The report had three main conclusions, which follow with my comments:
The Privacy Act’s definition of a “system of records” (any grouping of records containing personal information retrieved by individual identifier), which sets the scope of the act’s protections, does not always apply whenever personal information is obtained and processed by federal agencies. One alternative to address this concern would be revising the system-of-records definition to cover all personally identifiable information collected, used, and maintained systematically by the federal government.
The “system of records” definition has indeed fallen out of date. Thanks to the growth of search and other technological developments, records not organized by personal identifier can be accessed and used by the federal government, but they fall outside the purview of the Privacy Act. This should change. The report also highlights the fact that data used by the federal government, but held by information resellers, escapes the purview of the Privacy Act. This should also change.
According to generally accepted privacy principles of purpose specification, collection limitation, and use limitation, the collection of personal information should be limited, and its use should be limited to a specified purpose. Yet, current laws and guidance impose only the modest requirements in these areas. . . . Alternatives to address this area of concern include requiring agencies to justify the collection and use of key elements of personally identifiable information and to establish agreements before sharing such information with other agencies.
Once they have collected it, federal agencies can do anything they want with personal information simply by declaring their plan to do so in the Federal Register through a “System of Records Notice” or “SORN.” The statements agencies may make when they collect information do not bind them in the slightest. This is wrong and it should change. GAO’s recommendations to limit collection and sharing of information are rather tepid, alas, and they wouldn’t change agencies’ institutional incentives to over-collect and promiscuously share the personal information of the citizenry.
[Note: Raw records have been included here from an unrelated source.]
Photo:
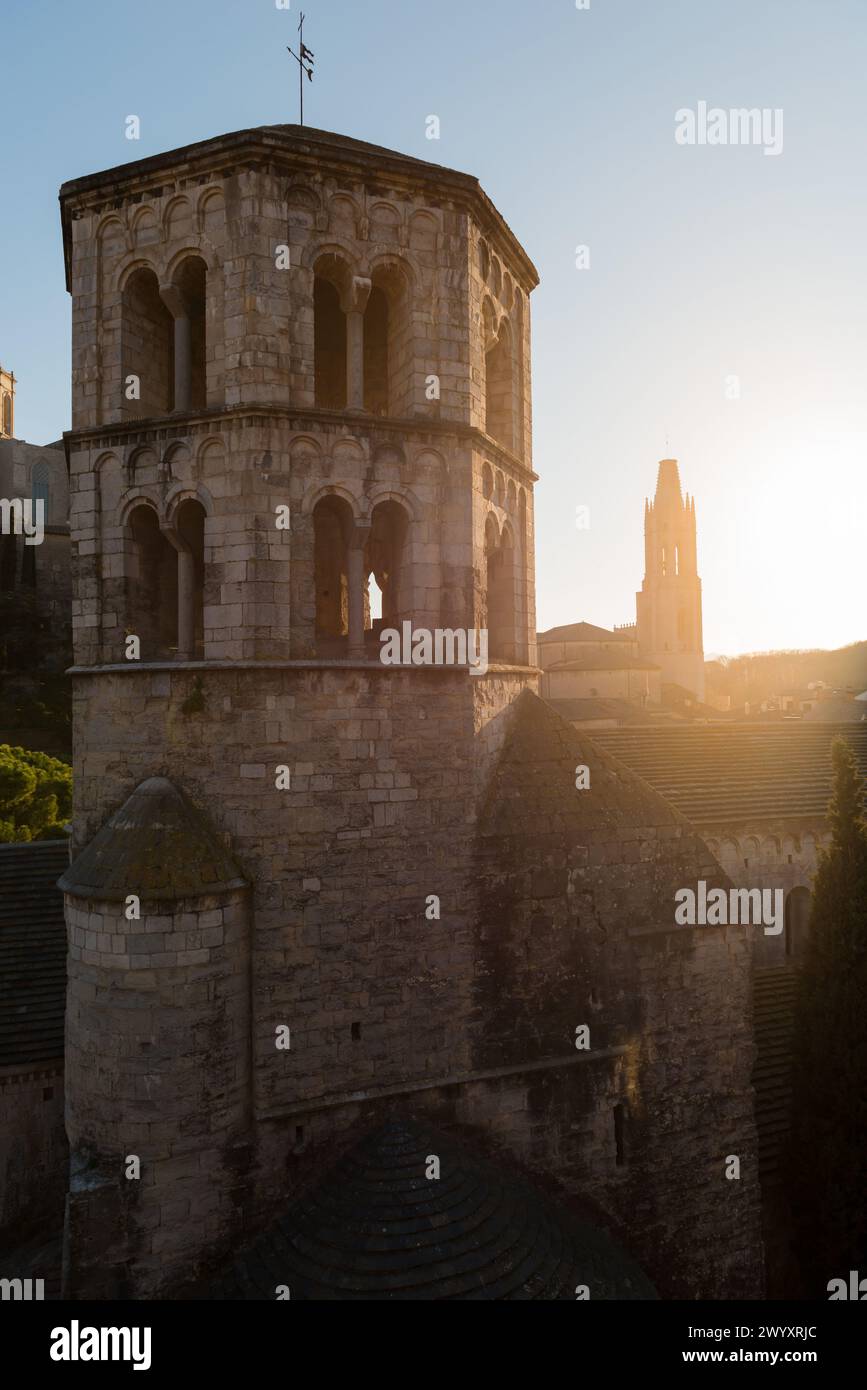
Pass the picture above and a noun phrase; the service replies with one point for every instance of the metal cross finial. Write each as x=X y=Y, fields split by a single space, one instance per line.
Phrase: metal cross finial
x=304 y=60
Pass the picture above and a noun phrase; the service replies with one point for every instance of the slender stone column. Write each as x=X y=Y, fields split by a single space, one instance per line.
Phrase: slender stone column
x=353 y=303
x=356 y=591
x=186 y=597
x=174 y=300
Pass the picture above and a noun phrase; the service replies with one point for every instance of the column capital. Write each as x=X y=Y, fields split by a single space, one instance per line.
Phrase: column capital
x=174 y=300
x=356 y=293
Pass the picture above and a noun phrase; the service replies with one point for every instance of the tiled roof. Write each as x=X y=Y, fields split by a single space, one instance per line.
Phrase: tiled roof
x=603 y=662
x=734 y=773
x=157 y=845
x=596 y=708
x=377 y=1228
x=584 y=633
x=773 y=1027
x=32 y=952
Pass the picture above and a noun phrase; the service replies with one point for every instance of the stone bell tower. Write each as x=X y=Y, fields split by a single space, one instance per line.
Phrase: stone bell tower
x=669 y=605
x=7 y=403
x=300 y=416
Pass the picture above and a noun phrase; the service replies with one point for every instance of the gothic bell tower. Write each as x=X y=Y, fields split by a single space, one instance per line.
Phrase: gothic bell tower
x=669 y=605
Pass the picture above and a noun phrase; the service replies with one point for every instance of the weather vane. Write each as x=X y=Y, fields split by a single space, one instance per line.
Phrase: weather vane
x=304 y=60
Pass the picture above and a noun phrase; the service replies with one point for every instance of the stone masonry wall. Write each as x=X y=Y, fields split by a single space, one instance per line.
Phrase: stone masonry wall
x=159 y=1068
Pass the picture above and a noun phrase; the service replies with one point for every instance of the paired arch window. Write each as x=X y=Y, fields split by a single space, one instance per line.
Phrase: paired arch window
x=360 y=573
x=166 y=583
x=163 y=341
x=361 y=338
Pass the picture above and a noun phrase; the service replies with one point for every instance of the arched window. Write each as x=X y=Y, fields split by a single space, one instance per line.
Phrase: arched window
x=499 y=389
x=189 y=524
x=191 y=348
x=796 y=920
x=332 y=527
x=39 y=489
x=500 y=592
x=147 y=348
x=152 y=585
x=377 y=353
x=385 y=558
x=388 y=345
x=329 y=332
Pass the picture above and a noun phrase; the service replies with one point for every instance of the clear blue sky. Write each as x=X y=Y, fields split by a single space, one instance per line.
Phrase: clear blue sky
x=705 y=262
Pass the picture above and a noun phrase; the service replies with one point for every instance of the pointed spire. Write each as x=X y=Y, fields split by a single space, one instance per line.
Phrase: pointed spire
x=669 y=481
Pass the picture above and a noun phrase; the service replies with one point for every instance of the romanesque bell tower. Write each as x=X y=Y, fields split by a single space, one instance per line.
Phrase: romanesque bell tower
x=300 y=416
x=669 y=606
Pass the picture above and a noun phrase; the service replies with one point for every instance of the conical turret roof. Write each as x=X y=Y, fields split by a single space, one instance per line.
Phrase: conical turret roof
x=159 y=847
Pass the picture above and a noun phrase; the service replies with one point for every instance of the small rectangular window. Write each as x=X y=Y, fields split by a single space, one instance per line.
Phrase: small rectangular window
x=618 y=1136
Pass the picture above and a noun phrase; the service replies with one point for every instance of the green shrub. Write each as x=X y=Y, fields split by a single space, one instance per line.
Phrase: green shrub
x=35 y=795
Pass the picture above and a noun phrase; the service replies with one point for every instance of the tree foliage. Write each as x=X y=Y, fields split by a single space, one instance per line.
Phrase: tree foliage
x=35 y=795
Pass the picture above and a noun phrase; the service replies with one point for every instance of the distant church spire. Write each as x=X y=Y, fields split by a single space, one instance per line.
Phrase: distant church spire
x=669 y=606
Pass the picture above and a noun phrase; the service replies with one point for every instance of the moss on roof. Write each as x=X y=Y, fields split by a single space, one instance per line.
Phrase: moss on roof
x=159 y=847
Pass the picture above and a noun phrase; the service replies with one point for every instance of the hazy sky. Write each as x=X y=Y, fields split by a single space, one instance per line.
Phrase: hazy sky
x=707 y=263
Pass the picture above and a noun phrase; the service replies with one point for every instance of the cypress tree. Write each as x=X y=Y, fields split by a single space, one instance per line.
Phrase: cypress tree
x=828 y=1154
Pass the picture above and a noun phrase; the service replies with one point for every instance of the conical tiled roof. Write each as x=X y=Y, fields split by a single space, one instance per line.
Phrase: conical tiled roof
x=377 y=1228
x=157 y=845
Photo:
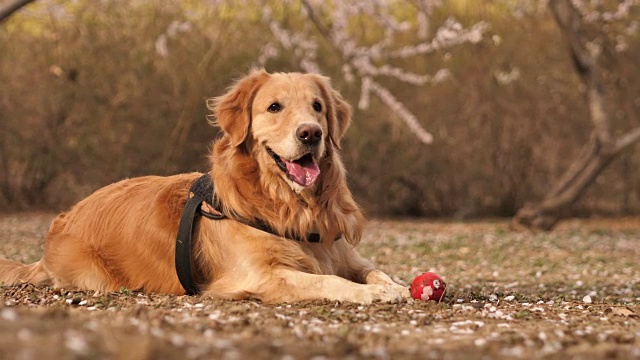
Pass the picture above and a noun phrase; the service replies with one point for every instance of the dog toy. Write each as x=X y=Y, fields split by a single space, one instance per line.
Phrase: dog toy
x=428 y=286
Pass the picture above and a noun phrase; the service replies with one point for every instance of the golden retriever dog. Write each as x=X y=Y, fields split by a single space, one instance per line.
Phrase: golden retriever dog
x=276 y=164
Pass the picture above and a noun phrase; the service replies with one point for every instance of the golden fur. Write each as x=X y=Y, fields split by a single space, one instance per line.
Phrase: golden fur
x=123 y=235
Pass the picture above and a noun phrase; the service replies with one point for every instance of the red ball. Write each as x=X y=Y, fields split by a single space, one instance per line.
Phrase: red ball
x=428 y=286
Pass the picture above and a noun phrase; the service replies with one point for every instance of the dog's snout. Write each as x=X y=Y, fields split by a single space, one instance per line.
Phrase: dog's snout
x=309 y=134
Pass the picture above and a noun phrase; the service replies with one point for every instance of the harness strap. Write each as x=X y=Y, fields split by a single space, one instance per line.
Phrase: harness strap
x=202 y=190
x=183 y=245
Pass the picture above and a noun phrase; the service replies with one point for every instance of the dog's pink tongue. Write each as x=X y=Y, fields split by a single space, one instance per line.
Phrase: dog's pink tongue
x=303 y=173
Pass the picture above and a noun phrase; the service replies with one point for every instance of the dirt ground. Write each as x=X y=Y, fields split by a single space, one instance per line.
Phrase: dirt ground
x=570 y=294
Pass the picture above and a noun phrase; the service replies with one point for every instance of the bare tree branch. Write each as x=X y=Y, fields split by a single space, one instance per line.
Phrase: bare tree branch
x=11 y=6
x=601 y=149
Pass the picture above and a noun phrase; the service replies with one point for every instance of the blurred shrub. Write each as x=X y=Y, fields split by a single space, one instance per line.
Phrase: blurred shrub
x=93 y=92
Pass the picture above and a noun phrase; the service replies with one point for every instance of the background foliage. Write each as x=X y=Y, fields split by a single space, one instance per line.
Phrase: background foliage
x=95 y=91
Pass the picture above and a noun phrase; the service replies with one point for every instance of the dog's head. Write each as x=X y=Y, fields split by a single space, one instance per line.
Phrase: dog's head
x=290 y=122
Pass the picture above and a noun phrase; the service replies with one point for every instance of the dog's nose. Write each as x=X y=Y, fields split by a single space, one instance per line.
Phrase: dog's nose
x=309 y=134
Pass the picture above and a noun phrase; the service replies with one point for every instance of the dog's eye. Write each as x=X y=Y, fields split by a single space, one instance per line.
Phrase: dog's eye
x=275 y=107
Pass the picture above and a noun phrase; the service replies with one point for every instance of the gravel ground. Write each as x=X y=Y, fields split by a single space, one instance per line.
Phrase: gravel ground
x=570 y=294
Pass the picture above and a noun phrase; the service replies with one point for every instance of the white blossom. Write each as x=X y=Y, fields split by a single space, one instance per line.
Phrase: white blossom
x=369 y=62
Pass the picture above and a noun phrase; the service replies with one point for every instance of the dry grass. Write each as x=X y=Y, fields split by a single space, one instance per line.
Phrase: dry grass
x=573 y=293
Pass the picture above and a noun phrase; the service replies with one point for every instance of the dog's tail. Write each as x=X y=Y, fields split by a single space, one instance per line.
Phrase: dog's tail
x=12 y=273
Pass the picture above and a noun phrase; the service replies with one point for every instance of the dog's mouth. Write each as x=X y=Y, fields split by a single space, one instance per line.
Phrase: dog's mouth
x=303 y=171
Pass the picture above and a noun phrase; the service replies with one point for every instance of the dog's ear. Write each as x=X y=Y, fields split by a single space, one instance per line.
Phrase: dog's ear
x=338 y=110
x=233 y=109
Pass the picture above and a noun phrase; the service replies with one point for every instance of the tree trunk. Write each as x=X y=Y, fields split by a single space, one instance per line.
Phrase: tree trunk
x=600 y=150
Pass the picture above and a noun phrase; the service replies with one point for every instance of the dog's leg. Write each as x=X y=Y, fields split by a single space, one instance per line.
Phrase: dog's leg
x=291 y=285
x=377 y=277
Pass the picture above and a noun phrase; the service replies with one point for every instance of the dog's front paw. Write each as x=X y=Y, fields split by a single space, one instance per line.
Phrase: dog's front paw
x=384 y=293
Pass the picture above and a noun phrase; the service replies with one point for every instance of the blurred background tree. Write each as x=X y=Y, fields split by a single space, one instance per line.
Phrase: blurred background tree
x=91 y=92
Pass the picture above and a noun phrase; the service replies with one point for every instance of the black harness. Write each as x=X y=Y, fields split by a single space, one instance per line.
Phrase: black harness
x=202 y=190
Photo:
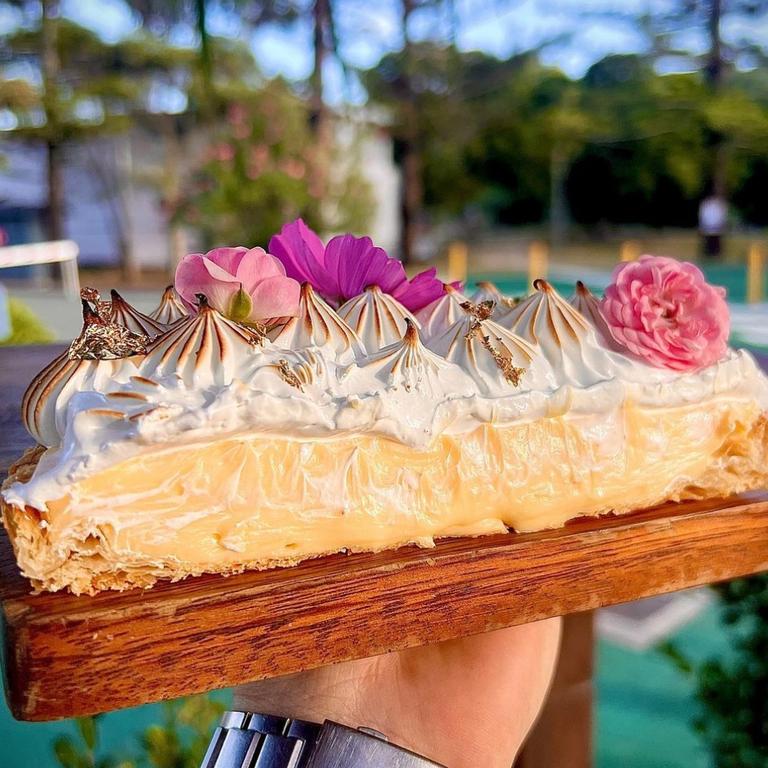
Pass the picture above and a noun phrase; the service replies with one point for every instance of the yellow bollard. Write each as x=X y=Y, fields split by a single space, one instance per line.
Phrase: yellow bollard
x=538 y=261
x=755 y=273
x=629 y=250
x=457 y=262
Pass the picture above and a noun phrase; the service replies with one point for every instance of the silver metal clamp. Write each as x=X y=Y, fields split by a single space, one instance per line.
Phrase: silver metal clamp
x=250 y=740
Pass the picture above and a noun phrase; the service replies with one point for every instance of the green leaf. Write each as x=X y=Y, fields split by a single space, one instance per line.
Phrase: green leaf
x=241 y=306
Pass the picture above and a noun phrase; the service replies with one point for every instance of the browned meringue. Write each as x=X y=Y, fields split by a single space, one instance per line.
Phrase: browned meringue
x=171 y=309
x=130 y=317
x=442 y=312
x=495 y=357
x=98 y=356
x=586 y=303
x=317 y=325
x=488 y=291
x=377 y=318
x=202 y=349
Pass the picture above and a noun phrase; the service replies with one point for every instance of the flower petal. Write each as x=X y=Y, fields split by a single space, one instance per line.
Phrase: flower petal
x=275 y=297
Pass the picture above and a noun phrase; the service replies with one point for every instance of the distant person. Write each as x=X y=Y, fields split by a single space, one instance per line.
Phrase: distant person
x=713 y=217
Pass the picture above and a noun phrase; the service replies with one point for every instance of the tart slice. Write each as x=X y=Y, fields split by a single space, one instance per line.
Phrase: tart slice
x=265 y=427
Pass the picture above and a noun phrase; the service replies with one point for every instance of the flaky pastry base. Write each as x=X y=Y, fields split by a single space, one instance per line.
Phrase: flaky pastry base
x=279 y=509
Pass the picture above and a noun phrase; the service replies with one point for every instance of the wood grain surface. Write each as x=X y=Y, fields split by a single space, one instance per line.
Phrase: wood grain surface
x=68 y=655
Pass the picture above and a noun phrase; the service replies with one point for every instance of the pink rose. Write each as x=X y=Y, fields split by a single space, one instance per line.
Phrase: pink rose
x=247 y=285
x=665 y=312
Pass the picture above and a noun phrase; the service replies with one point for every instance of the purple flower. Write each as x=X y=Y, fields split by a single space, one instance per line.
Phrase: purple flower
x=348 y=265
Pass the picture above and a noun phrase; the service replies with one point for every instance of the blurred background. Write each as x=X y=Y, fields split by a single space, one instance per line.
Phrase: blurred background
x=496 y=139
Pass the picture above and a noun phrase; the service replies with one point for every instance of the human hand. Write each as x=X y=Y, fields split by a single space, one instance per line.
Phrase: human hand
x=463 y=703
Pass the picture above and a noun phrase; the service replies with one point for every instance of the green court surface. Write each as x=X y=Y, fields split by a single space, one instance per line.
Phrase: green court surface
x=733 y=277
x=643 y=711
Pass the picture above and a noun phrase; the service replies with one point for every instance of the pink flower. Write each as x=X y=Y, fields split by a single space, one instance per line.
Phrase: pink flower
x=348 y=265
x=664 y=311
x=248 y=285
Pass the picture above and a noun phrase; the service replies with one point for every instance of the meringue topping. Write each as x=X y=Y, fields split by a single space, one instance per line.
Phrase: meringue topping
x=104 y=340
x=317 y=325
x=587 y=304
x=377 y=318
x=171 y=309
x=497 y=359
x=409 y=365
x=566 y=338
x=203 y=349
x=488 y=291
x=101 y=355
x=442 y=312
x=130 y=317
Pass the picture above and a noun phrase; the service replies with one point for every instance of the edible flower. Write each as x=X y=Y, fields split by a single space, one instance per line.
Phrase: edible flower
x=347 y=265
x=665 y=312
x=246 y=284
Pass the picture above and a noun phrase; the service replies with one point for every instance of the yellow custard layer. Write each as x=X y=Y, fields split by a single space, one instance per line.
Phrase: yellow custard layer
x=256 y=500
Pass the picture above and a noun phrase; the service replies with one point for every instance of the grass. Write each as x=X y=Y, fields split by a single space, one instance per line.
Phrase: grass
x=25 y=327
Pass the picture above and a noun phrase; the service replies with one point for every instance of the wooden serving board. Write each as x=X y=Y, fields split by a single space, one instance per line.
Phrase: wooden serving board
x=68 y=655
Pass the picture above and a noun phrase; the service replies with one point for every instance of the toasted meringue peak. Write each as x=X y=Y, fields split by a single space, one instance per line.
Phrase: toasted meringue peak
x=130 y=317
x=488 y=291
x=317 y=325
x=44 y=405
x=442 y=312
x=407 y=364
x=567 y=339
x=171 y=309
x=104 y=340
x=93 y=297
x=587 y=304
x=300 y=371
x=497 y=359
x=377 y=318
x=203 y=349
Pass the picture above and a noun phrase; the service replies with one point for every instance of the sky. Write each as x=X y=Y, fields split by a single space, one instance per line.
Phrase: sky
x=574 y=33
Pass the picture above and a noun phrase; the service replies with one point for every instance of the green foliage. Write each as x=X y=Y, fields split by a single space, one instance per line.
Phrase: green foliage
x=258 y=174
x=25 y=327
x=178 y=741
x=732 y=705
x=626 y=143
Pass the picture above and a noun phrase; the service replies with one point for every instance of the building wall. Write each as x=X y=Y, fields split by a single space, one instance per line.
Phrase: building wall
x=109 y=194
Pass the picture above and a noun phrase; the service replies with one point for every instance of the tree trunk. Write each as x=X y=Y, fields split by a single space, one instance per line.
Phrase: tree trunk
x=716 y=141
x=320 y=115
x=172 y=189
x=206 y=57
x=558 y=203
x=412 y=191
x=50 y=67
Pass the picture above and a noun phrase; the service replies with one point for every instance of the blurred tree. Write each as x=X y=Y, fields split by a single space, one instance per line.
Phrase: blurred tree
x=256 y=175
x=178 y=741
x=87 y=88
x=162 y=16
x=732 y=707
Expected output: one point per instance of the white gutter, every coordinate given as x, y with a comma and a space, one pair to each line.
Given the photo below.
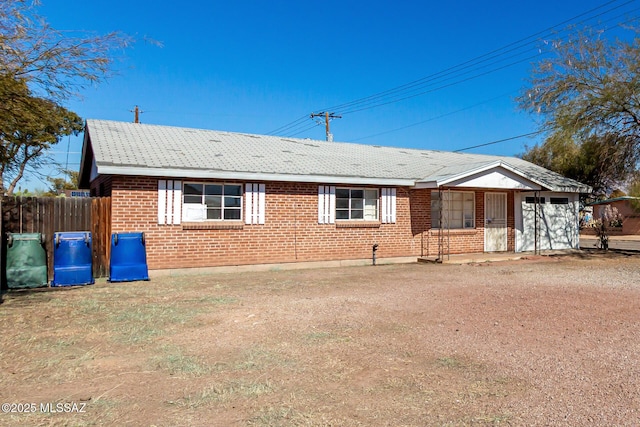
250, 176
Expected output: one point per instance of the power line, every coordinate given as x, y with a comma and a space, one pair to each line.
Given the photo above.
430, 119
421, 86
498, 141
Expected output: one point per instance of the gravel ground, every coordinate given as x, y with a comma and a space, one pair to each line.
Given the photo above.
539, 341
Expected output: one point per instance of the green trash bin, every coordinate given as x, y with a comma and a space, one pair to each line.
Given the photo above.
26, 261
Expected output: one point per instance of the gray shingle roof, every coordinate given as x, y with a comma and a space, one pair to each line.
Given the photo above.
141, 149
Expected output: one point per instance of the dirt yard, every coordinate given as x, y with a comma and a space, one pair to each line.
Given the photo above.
543, 341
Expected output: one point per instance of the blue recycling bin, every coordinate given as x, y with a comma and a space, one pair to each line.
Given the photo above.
72, 259
128, 258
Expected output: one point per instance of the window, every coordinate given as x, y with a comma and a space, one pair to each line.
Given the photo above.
359, 204
559, 200
458, 209
222, 202
531, 200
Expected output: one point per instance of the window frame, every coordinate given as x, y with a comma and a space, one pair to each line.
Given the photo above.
223, 197
352, 208
463, 212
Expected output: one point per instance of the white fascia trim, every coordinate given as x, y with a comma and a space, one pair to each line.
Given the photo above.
249, 176
465, 174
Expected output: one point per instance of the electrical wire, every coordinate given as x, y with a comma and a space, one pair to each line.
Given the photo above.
429, 83
498, 141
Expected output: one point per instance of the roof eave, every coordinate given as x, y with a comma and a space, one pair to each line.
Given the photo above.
249, 176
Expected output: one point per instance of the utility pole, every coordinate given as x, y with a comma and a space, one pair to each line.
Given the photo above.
136, 114
327, 115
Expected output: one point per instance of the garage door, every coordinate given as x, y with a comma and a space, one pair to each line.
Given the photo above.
550, 219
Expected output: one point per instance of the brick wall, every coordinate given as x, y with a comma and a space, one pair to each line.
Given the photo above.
291, 232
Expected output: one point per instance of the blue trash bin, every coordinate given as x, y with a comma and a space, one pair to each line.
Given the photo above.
72, 259
128, 258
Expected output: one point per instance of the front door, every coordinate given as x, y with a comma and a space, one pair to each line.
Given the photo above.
495, 222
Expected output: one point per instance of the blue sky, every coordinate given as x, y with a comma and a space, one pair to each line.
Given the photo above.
255, 66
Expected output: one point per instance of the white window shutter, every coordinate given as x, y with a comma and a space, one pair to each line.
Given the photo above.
326, 204
254, 199
169, 215
169, 201
261, 203
248, 203
332, 205
321, 204
388, 205
177, 202
162, 201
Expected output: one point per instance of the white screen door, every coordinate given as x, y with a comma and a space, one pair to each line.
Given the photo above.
495, 222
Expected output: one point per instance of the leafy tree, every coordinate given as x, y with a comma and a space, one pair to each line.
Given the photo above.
52, 63
27, 134
40, 68
587, 97
59, 185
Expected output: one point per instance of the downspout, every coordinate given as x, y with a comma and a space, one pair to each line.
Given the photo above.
536, 200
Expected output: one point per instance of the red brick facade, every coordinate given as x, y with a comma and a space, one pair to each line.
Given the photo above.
291, 232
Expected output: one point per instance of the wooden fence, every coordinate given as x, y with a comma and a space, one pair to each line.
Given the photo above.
48, 215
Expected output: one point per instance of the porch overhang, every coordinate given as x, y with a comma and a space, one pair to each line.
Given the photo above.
497, 175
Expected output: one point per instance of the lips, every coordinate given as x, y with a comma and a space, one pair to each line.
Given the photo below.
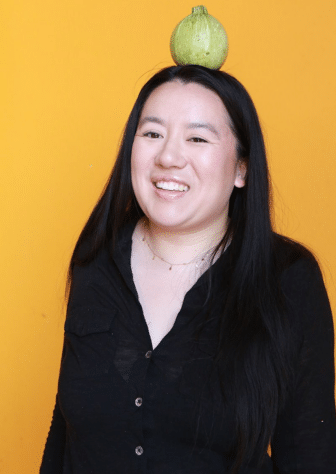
170, 184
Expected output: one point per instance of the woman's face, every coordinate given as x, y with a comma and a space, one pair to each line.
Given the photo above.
184, 161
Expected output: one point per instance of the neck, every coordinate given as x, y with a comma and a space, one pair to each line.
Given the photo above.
179, 247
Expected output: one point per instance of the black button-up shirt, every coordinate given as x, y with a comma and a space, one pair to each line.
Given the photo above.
124, 407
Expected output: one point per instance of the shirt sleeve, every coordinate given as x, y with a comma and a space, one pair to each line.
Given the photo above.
304, 441
52, 461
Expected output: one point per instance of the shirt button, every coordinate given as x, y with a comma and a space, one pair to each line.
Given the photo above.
139, 450
138, 402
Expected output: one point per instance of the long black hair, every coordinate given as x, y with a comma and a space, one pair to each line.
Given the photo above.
255, 349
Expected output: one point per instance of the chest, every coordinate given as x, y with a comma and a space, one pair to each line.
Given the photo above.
160, 291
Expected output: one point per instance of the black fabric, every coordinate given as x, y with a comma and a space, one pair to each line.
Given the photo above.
125, 408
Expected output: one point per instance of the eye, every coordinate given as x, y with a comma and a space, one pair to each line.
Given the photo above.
152, 135
198, 140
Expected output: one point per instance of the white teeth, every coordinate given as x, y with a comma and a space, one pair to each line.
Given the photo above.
171, 186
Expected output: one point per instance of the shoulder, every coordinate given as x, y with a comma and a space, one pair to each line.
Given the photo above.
303, 286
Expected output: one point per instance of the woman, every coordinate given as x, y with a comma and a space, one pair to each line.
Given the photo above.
197, 341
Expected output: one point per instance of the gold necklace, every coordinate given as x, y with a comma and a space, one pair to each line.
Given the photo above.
171, 265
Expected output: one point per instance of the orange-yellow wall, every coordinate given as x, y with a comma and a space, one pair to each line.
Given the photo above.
70, 72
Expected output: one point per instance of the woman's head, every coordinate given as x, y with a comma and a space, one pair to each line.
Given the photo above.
253, 198
249, 212
184, 162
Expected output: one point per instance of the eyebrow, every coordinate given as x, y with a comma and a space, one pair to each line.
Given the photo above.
193, 125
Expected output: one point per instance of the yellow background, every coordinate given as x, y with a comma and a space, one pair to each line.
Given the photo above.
70, 72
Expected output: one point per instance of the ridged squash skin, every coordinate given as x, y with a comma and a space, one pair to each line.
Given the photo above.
199, 39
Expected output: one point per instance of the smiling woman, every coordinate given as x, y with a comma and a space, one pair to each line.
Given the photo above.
184, 138
195, 335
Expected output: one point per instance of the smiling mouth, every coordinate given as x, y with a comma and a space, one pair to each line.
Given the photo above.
171, 186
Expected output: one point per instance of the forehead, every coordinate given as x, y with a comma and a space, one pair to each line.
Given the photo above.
179, 99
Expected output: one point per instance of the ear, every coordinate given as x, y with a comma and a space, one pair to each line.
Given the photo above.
241, 173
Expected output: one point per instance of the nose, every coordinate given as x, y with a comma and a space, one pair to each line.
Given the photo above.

Privacy Act notices may not effectively inform the public about government uses of personal information. For example, system-of-records notices published in the Federal Register (the government’s official vehicle for issuing public notices) may be difficult for the general public to fully understand. Layered notices, which provide only the most important summary facts up front, have been used as a solution in the private sector. In addition, publishing such notices at a central location on the Web would help make them more accessible.
It’s true that Privacy Act notices don’t inform the public well. They are obscurely written documents in an obscure publication. But I’m not sure that the publication of “layered notices” would be an improvement. Sure, there’s a consensus among government types that layered notices are the next big thing, but I don’t believe that they will change citizen understanding or behavior in any significant respect. Notices are also not terribly relevant in the government environment because a person can’t decline to do business with a government based on its privacy practices or promises.
There’s more to learn on “notice” and its importance or relevance for getting people more privacy. The thing we know is that reducing data collection and use leads directly to privacy. Getting policymakers to understand the privacy costs they’re imposing on the public would be as effective, if not more, than notifying the public about what’s been done to them after a policy is made and the horse is out of the barn.